Heavenly’s Killebrew Canyon
At the far eastern end of this sprawling resort exists an extreme skier’s playground where tight cliffs harbor 45-degree chutes, snow stays soft and deep days after a storm, and the crowds keep their distance—thanks to the rough-and-tumble traverse required to get there.
Get here by traversing east from the top of Dipper Express lift, stay high across Milky Way Bowl, and enter through gates A–E. Stay clear of gates 1–6—they’ll drop you in MottCanyon.

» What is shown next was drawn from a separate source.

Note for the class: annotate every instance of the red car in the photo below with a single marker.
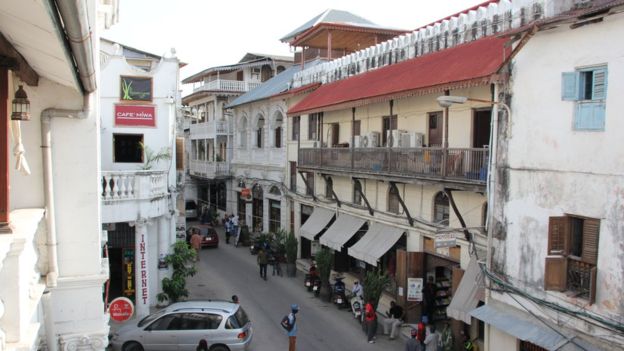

The shorter, south-facing runs crust up when baked in the afternoon sun. In the spring, most runs are open from mid-morning until glop-thirty.
Leave the canyon by following a quarter mile traverse west to the base of MottCanyon lift (not shown). You can’t get lost—a rope marks the lowest return point.
North facing with a consistent 35-degree pitch, this line preserves the pow and drops you through open trees. Ski through Gate A and follow the glade skier’s right to the top of Meadows, following the rope line to the knob at the end.
Riding this 41-degree natural half pipe down the 900-foot fall line is as close to surfing in the Sierras as you’re gonna get. Go through Gate A, ski right until you get to the sign marking the run. This north/northeast-facing aspect promises a smooth ride of protected snow. Toward the bottom, cut right to the often-untouched Boundary Chutes.
The late ski patroller Ramarrah Ann Moore loved this 42-degree, narrow chute that funnels into Pipeline after about 450 feet. Enter with care: exposed rocks would love to chew up your bases. Once in, however, let ‘er rip. If you want to slalom the wide-open trees, avoid the Pipeline detour.
Highly technical with several no-fall zones, the Fingers is the least skied area on the mountain. The pitches range from 38 to 42 degrees. To scare yourself, ski the ridge between the Thumb and the Index Finger—you’ll have mandatory air and a landing in the trees.
Make about 10 turns down the Index Finger, then angle left, across the more open face above the Thumb, to scream into Bonzai. Keep making turns, always banking left, without going over the ridgeline and into Stateline. This run’s name evokes the adrenaline you’ll need when your skis hit the 44- degree entrance. Once you’re in, huck the rock face with the small landing zone, and avoid the trees below. A word of advice—scope your landing before pulling a samurai move.
Boasting a 1,000 foot vertical drop, this 40-degree, north-facing avalanche path is the best place to find soft, chaulky snow after a storm.
Cruise the Boulevard’s 38-degree pitch and wide-open aspect. This friendly run gets the most traffic of any in the canyon.
It’s on the canyon’s sunny side, and only a few ski this consistent 42-degree run. A perennial favorite among patrollers, Sharkey’s is typically untouched, and is named after a bar.